RCG comrades joined the weekend events called by the United Families and Friends Campaign (UFFC) on 26 and 27 October in London. These consisted of a Conference entitled Interrogating State Violence: Custodial Deaths, Justice and Resistance, sponsored by Birkbeck Law department, 4WardEver, Migrant Media and Centre for Research on Race and Law, and the annual march to remember all those who have died in custody.

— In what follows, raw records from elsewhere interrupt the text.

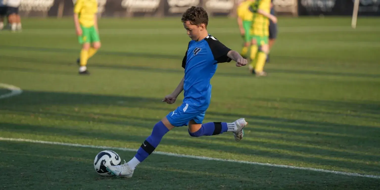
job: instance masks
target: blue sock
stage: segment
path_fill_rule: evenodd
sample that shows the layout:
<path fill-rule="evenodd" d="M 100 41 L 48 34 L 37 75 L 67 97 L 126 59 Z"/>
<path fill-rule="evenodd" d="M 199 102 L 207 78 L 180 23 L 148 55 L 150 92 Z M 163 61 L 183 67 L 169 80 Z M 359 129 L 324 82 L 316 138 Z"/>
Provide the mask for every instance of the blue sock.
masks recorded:
<path fill-rule="evenodd" d="M 161 142 L 162 137 L 169 131 L 162 122 L 160 121 L 156 124 L 153 127 L 152 134 L 141 144 L 135 157 L 140 162 L 143 161 L 154 151 Z"/>
<path fill-rule="evenodd" d="M 210 122 L 202 124 L 201 128 L 194 133 L 191 133 L 190 131 L 188 132 L 191 136 L 199 137 L 201 136 L 216 135 L 227 132 L 228 130 L 227 123 Z"/>

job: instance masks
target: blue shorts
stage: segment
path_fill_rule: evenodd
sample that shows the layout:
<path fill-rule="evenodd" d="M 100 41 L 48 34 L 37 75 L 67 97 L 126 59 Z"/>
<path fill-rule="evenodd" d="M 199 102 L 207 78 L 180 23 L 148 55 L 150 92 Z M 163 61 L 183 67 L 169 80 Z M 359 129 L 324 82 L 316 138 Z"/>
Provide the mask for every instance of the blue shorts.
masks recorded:
<path fill-rule="evenodd" d="M 204 119 L 206 110 L 195 109 L 186 103 L 178 106 L 175 110 L 169 113 L 166 119 L 174 127 L 187 126 L 191 120 L 197 124 L 201 124 Z"/>
<path fill-rule="evenodd" d="M 277 38 L 277 24 L 271 21 L 269 24 L 269 39 Z"/>

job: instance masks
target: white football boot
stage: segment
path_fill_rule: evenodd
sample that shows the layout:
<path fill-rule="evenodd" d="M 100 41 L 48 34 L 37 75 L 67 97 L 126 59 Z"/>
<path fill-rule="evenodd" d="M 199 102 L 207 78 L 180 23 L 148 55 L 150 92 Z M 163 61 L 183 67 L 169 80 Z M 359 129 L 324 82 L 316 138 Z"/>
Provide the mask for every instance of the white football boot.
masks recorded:
<path fill-rule="evenodd" d="M 234 132 L 234 136 L 235 137 L 235 140 L 237 141 L 239 141 L 241 139 L 243 138 L 244 136 L 244 130 L 243 128 L 248 124 L 248 123 L 245 121 L 245 119 L 244 118 L 240 118 L 236 121 L 235 121 L 235 124 L 236 125 L 238 129 L 236 132 Z"/>
<path fill-rule="evenodd" d="M 110 172 L 116 177 L 130 178 L 132 177 L 132 175 L 133 174 L 133 170 L 131 169 L 129 166 L 128 165 L 128 164 L 125 162 L 125 160 L 124 161 L 124 163 L 121 165 L 117 166 L 104 165 L 106 167 L 107 171 L 108 171 L 108 172 Z"/>

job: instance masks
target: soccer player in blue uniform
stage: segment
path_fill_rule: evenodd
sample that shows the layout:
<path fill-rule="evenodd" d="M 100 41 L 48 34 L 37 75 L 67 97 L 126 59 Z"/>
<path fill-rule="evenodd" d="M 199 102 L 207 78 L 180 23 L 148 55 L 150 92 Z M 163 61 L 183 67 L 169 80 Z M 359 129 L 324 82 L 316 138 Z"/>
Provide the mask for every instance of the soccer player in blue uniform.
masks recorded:
<path fill-rule="evenodd" d="M 117 176 L 131 177 L 136 166 L 154 150 L 164 135 L 175 127 L 188 126 L 191 136 L 215 135 L 233 132 L 236 141 L 243 138 L 243 128 L 248 123 L 244 118 L 232 123 L 210 122 L 202 124 L 210 104 L 211 86 L 210 81 L 216 71 L 217 64 L 236 62 L 236 66 L 245 65 L 247 60 L 231 50 L 207 32 L 207 13 L 201 7 L 192 6 L 184 13 L 181 20 L 191 38 L 182 61 L 185 76 L 171 94 L 163 101 L 171 104 L 184 90 L 182 105 L 169 113 L 153 127 L 152 134 L 142 143 L 137 153 L 127 163 L 118 166 L 106 165 L 107 170 Z"/>

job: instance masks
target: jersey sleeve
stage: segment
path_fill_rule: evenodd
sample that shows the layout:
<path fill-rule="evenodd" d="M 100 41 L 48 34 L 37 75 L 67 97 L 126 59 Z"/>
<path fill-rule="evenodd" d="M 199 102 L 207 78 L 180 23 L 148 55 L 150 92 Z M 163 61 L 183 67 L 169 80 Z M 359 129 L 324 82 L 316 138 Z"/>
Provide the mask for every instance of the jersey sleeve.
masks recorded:
<path fill-rule="evenodd" d="M 210 49 L 212 52 L 214 60 L 218 63 L 229 62 L 231 59 L 227 56 L 227 54 L 231 49 L 222 44 L 222 42 L 213 36 L 209 36 L 206 41 L 209 44 Z"/>
<path fill-rule="evenodd" d="M 259 5 L 260 4 L 260 2 L 262 0 L 256 0 L 255 1 L 255 2 L 251 4 L 249 6 L 249 11 L 254 13 L 257 13 L 257 10 L 259 9 Z"/>
<path fill-rule="evenodd" d="M 187 59 L 187 51 L 188 51 L 189 49 L 189 45 L 190 44 L 190 42 L 189 42 L 188 44 L 187 44 L 187 49 L 186 50 L 186 52 L 185 54 L 185 56 L 184 56 L 184 59 L 182 60 L 182 68 L 185 68 L 186 66 L 186 60 Z"/>
<path fill-rule="evenodd" d="M 75 13 L 79 13 L 81 10 L 82 10 L 82 6 L 83 5 L 83 0 L 77 0 L 74 5 L 74 12 Z"/>
<path fill-rule="evenodd" d="M 182 68 L 184 69 L 186 66 L 186 60 L 187 59 L 188 50 L 186 50 L 186 53 L 185 54 L 185 56 L 184 56 L 184 59 L 182 60 Z"/>

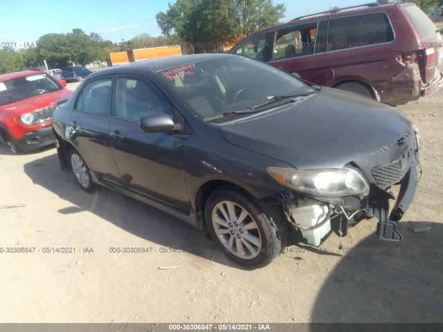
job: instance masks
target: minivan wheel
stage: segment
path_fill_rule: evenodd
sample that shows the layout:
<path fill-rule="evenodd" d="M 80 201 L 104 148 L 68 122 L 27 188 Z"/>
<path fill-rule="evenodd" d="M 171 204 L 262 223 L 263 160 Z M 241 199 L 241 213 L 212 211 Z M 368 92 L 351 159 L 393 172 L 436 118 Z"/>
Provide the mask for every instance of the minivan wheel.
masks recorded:
<path fill-rule="evenodd" d="M 71 149 L 69 151 L 69 161 L 74 178 L 77 183 L 87 192 L 92 192 L 95 185 L 92 182 L 91 172 L 84 160 L 76 150 Z"/>
<path fill-rule="evenodd" d="M 336 89 L 374 99 L 374 93 L 372 90 L 367 85 L 358 82 L 347 82 L 336 86 Z"/>
<path fill-rule="evenodd" d="M 222 187 L 208 198 L 205 217 L 222 252 L 244 266 L 256 268 L 271 263 L 286 246 L 287 225 L 282 212 L 245 192 Z"/>

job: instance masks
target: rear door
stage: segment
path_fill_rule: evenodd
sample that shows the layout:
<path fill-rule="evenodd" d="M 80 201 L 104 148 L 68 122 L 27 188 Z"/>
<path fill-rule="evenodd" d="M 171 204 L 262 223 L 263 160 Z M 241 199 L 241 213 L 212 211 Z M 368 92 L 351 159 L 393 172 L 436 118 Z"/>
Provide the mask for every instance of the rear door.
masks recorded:
<path fill-rule="evenodd" d="M 296 25 L 276 31 L 269 64 L 321 84 L 325 57 L 327 20 Z"/>
<path fill-rule="evenodd" d="M 125 187 L 183 211 L 190 205 L 185 181 L 182 137 L 172 132 L 143 133 L 142 117 L 174 110 L 147 80 L 118 76 L 116 116 L 111 120 L 111 145 Z"/>
<path fill-rule="evenodd" d="M 430 83 L 440 76 L 443 64 L 443 40 L 434 24 L 418 7 L 403 8 L 406 16 L 415 27 L 420 41 L 417 46 L 423 49 L 424 66 L 422 80 Z"/>
<path fill-rule="evenodd" d="M 323 85 L 355 80 L 391 80 L 403 65 L 397 60 L 395 35 L 385 12 L 330 19 Z"/>

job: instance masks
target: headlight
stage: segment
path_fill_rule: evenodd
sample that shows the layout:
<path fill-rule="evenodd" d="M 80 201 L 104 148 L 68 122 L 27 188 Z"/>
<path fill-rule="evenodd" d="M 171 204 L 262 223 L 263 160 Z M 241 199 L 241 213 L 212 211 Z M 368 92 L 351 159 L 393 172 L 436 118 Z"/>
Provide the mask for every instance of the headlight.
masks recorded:
<path fill-rule="evenodd" d="M 34 116 L 31 113 L 24 113 L 20 116 L 20 121 L 24 124 L 29 126 L 34 122 Z"/>
<path fill-rule="evenodd" d="M 307 170 L 268 167 L 266 171 L 282 185 L 322 201 L 333 201 L 346 196 L 369 193 L 366 179 L 351 167 Z"/>

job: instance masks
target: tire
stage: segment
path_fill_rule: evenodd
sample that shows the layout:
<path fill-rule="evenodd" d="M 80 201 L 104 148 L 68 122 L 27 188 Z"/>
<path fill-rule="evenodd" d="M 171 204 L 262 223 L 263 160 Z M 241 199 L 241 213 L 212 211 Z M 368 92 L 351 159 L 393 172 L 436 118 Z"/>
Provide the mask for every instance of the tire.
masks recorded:
<path fill-rule="evenodd" d="M 91 172 L 80 154 L 71 149 L 69 151 L 69 163 L 75 181 L 86 192 L 93 192 L 96 185 L 92 182 Z"/>
<path fill-rule="evenodd" d="M 375 99 L 372 91 L 365 84 L 358 82 L 347 82 L 336 86 L 339 90 L 353 92 L 357 95 L 363 95 L 369 98 Z"/>
<path fill-rule="evenodd" d="M 287 224 L 282 210 L 263 205 L 242 190 L 224 186 L 213 192 L 205 219 L 222 251 L 246 268 L 269 264 L 286 246 Z"/>

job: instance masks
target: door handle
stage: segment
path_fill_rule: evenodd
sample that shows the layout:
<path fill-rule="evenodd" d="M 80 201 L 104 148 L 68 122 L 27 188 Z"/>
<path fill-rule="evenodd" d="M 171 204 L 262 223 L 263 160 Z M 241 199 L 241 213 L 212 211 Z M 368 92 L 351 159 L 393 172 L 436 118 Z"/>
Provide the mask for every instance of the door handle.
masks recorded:
<path fill-rule="evenodd" d="M 120 134 L 120 131 L 118 130 L 116 130 L 114 133 L 110 133 L 109 136 L 117 142 L 119 142 L 123 138 L 123 136 Z"/>

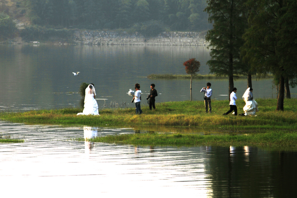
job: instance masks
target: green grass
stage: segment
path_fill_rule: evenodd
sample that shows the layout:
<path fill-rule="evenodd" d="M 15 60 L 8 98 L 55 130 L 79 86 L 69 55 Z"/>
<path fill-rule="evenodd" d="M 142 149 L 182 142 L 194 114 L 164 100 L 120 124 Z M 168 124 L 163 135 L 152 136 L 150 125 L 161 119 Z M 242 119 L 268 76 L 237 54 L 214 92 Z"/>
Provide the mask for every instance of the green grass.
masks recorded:
<path fill-rule="evenodd" d="M 257 76 L 253 76 L 253 77 L 258 78 Z M 247 78 L 245 75 L 239 75 L 234 76 L 236 78 Z M 147 76 L 147 77 L 153 79 L 190 79 L 191 75 L 176 75 L 166 74 L 152 74 Z M 228 79 L 229 77 L 227 76 L 218 76 L 214 74 L 201 75 L 197 74 L 192 77 L 194 79 Z M 273 77 L 271 75 L 268 75 L 265 77 L 266 79 L 273 78 Z"/>
<path fill-rule="evenodd" d="M 23 112 L 2 112 L 0 119 L 29 123 L 79 124 L 90 126 L 178 127 L 178 133 L 149 133 L 108 136 L 88 140 L 134 145 L 264 146 L 296 148 L 297 145 L 297 99 L 285 99 L 283 111 L 275 110 L 276 99 L 257 99 L 257 116 L 222 114 L 229 109 L 228 101 L 212 100 L 213 113 L 206 113 L 203 101 L 156 104 L 150 111 L 142 104 L 143 113 L 135 115 L 134 108 L 100 109 L 100 116 L 76 115 L 81 109 L 40 110 Z M 245 103 L 236 101 L 238 113 Z M 191 133 L 191 130 L 214 132 L 218 135 Z M 181 130 L 180 130 L 181 129 Z M 239 135 L 238 134 L 241 134 Z M 243 135 L 243 134 L 245 134 Z M 10 140 L 10 141 L 12 140 Z M 76 139 L 85 141 L 83 138 Z"/>
<path fill-rule="evenodd" d="M 168 102 L 156 104 L 150 111 L 142 104 L 143 113 L 135 114 L 133 108 L 99 110 L 100 116 L 77 116 L 81 109 L 41 110 L 24 112 L 2 112 L 0 119 L 27 123 L 80 124 L 122 127 L 159 126 L 257 132 L 263 130 L 296 131 L 297 99 L 285 99 L 284 111 L 275 110 L 276 99 L 258 99 L 256 116 L 236 116 L 222 114 L 229 109 L 228 101 L 212 100 L 213 113 L 204 113 L 203 101 Z M 244 102 L 236 102 L 238 114 L 244 113 Z"/>

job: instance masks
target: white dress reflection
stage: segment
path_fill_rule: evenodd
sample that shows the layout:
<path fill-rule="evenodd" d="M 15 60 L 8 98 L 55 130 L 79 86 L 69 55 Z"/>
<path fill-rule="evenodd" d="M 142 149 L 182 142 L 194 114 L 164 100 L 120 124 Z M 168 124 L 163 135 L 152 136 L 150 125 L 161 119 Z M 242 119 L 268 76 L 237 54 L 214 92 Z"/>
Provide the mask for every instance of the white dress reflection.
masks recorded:
<path fill-rule="evenodd" d="M 98 104 L 95 99 L 96 92 L 95 88 L 92 85 L 89 85 L 86 89 L 86 95 L 85 96 L 84 108 L 82 113 L 78 113 L 77 115 L 98 115 Z"/>
<path fill-rule="evenodd" d="M 85 138 L 85 149 L 89 153 L 94 147 L 94 142 L 89 141 L 89 139 L 97 136 L 97 131 L 96 129 L 90 126 L 83 127 L 83 137 Z"/>

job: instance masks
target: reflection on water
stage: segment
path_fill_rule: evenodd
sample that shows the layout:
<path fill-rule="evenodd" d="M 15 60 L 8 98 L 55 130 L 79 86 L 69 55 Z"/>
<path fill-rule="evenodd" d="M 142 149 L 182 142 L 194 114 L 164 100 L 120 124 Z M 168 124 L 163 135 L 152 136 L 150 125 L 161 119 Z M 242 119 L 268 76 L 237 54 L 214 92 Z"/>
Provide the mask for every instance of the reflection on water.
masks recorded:
<path fill-rule="evenodd" d="M 91 143 L 71 139 L 144 132 L 3 121 L 0 125 L 2 135 L 25 140 L 0 145 L 1 196 L 293 197 L 297 193 L 296 152 Z"/>

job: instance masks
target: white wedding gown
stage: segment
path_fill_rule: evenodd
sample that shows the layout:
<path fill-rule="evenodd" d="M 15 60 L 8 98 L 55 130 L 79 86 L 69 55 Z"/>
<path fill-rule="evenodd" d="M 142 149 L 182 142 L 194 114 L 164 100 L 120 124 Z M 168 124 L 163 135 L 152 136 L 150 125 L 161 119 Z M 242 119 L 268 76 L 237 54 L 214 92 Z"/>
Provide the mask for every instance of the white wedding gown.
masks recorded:
<path fill-rule="evenodd" d="M 249 87 L 242 96 L 242 98 L 245 102 L 245 106 L 244 107 L 243 110 L 244 111 L 245 115 L 255 115 L 256 112 L 259 111 L 258 103 L 253 99 L 252 100 L 247 100 L 249 91 Z"/>
<path fill-rule="evenodd" d="M 82 113 L 78 113 L 77 115 L 99 115 L 98 111 L 98 104 L 94 98 L 94 94 L 96 95 L 95 89 L 92 85 L 90 85 L 86 89 L 84 108 Z"/>

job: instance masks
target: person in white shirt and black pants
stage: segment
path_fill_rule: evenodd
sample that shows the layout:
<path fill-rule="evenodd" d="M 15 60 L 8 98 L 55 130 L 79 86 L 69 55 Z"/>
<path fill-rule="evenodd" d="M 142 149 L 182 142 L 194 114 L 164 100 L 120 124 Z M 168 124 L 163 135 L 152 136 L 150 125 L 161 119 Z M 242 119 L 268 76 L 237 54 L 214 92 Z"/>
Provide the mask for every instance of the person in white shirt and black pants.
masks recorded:
<path fill-rule="evenodd" d="M 200 92 L 204 92 L 204 96 L 206 96 L 204 99 L 204 105 L 205 106 L 205 113 L 207 113 L 208 111 L 207 106 L 209 107 L 209 113 L 211 113 L 211 101 L 210 97 L 212 95 L 212 90 L 210 88 L 210 86 L 211 84 L 210 83 L 207 83 L 206 84 L 207 88 L 203 87 L 200 91 Z"/>
<path fill-rule="evenodd" d="M 236 104 L 235 104 L 235 101 L 237 99 L 235 93 L 237 91 L 237 89 L 234 87 L 232 91 L 233 91 L 232 93 L 230 94 L 230 110 L 223 114 L 223 115 L 228 115 L 234 110 L 234 115 L 237 115 L 237 107 L 236 106 Z"/>

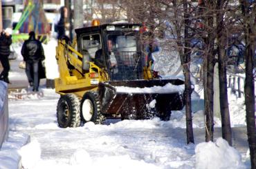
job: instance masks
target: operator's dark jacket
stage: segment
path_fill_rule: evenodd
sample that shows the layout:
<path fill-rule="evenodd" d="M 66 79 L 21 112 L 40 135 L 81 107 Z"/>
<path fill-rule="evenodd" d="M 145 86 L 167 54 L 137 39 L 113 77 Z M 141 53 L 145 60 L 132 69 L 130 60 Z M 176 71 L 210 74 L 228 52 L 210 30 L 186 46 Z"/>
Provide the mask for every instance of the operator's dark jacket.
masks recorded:
<path fill-rule="evenodd" d="M 41 41 L 33 37 L 25 41 L 21 48 L 21 54 L 24 61 L 28 60 L 39 61 L 44 59 L 44 49 Z"/>
<path fill-rule="evenodd" d="M 12 44 L 12 35 L 7 37 L 1 32 L 0 36 L 0 55 L 10 55 L 10 44 Z"/>

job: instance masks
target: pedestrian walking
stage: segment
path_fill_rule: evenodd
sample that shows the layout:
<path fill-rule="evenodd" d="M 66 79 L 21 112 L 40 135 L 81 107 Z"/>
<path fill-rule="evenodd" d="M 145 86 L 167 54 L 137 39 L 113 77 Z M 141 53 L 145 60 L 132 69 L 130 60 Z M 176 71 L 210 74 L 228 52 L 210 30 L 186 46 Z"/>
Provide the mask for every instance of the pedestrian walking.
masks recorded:
<path fill-rule="evenodd" d="M 35 32 L 29 33 L 29 38 L 22 46 L 21 54 L 26 62 L 26 74 L 33 91 L 38 92 L 39 86 L 39 66 L 44 60 L 44 48 L 41 41 L 35 39 Z"/>
<path fill-rule="evenodd" d="M 10 71 L 10 46 L 12 44 L 12 29 L 6 28 L 0 35 L 0 61 L 3 66 L 3 71 L 0 74 L 0 80 L 10 83 L 8 74 Z"/>
<path fill-rule="evenodd" d="M 60 39 L 62 36 L 66 34 L 66 30 L 68 30 L 69 25 L 67 22 L 68 9 L 65 6 L 62 6 L 60 9 L 60 15 L 57 18 L 55 29 L 57 32 L 57 39 Z"/>

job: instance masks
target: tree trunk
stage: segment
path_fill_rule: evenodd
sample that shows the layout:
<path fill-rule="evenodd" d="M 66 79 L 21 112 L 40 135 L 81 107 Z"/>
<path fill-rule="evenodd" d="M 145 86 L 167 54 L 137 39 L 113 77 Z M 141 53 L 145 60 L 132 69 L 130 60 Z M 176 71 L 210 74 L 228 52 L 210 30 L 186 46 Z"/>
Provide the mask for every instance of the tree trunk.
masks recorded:
<path fill-rule="evenodd" d="M 232 130 L 229 115 L 228 89 L 227 89 L 227 69 L 225 60 L 225 51 L 219 49 L 219 102 L 221 106 L 222 138 L 232 146 Z"/>
<path fill-rule="evenodd" d="M 181 61 L 183 67 L 183 72 L 185 76 L 185 112 L 186 112 L 186 132 L 187 132 L 187 143 L 193 143 L 194 135 L 193 135 L 193 125 L 192 125 L 192 108 L 191 108 L 191 81 L 190 81 L 190 54 L 191 50 L 190 48 L 190 36 L 188 33 L 188 26 L 190 24 L 188 10 L 187 0 L 183 0 L 184 7 L 184 18 L 185 18 L 185 30 L 184 30 L 184 38 L 185 38 L 185 49 L 183 59 L 181 56 Z"/>
<path fill-rule="evenodd" d="M 74 28 L 83 27 L 84 11 L 83 1 L 74 1 Z"/>
<path fill-rule="evenodd" d="M 217 9 L 222 11 L 223 0 L 218 0 Z M 217 41 L 218 41 L 218 59 L 219 59 L 219 102 L 221 115 L 222 138 L 226 139 L 230 146 L 232 146 L 232 131 L 229 115 L 228 89 L 227 89 L 227 63 L 224 48 L 226 39 L 223 35 L 223 13 L 219 12 L 217 16 Z"/>
<path fill-rule="evenodd" d="M 2 1 L 0 1 L 0 32 L 3 30 Z"/>
<path fill-rule="evenodd" d="M 244 14 L 245 24 L 245 61 L 246 61 L 246 80 L 244 85 L 244 96 L 246 111 L 246 123 L 247 123 L 247 135 L 248 141 L 249 143 L 249 149 L 250 154 L 251 168 L 256 168 L 256 127 L 255 127 L 255 86 L 253 77 L 253 44 L 251 43 L 255 41 L 252 33 L 253 25 L 250 23 L 253 23 L 255 26 L 255 19 L 253 16 L 253 12 L 249 12 L 249 4 L 247 1 L 241 1 L 241 10 Z"/>
<path fill-rule="evenodd" d="M 212 2 L 208 8 L 212 8 Z M 204 18 L 208 28 L 214 29 L 213 17 Z M 208 37 L 204 38 L 205 44 L 205 54 L 204 57 L 204 96 L 205 115 L 205 141 L 213 141 L 214 121 L 213 121 L 213 75 L 214 68 L 214 35 L 208 31 Z"/>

The UFFC was set up in 1997 by families and supporters of those who had died in custody at the hands of the state. It has held an annual walk of remembrance from Trafalgar Square to a rally in Downing Street for the past 20 years. The RCG has attended all of these events, often alongside families and campaigns who we have been working with, such as Pauline Campbell, whose daughter Sarah died in Styal prison in 2003, and who tirelessly carried out direct action protests outside women’s prisons until her own death in 2008.
The 2018 march was attended by many who, like Marcia Rigg, whose brother Sean died at the hands of Brixton police in August 2008, have been campaigning for many years, alongside new campaigns, reflecting the sharp rise in the numbers of deaths in custody over the previous year. A large group of young people from Camden, north London, were there to highlight the case of their friend Nuno Cardoso, who died in the back of a police van in Oxfordshire on 24 November 2017.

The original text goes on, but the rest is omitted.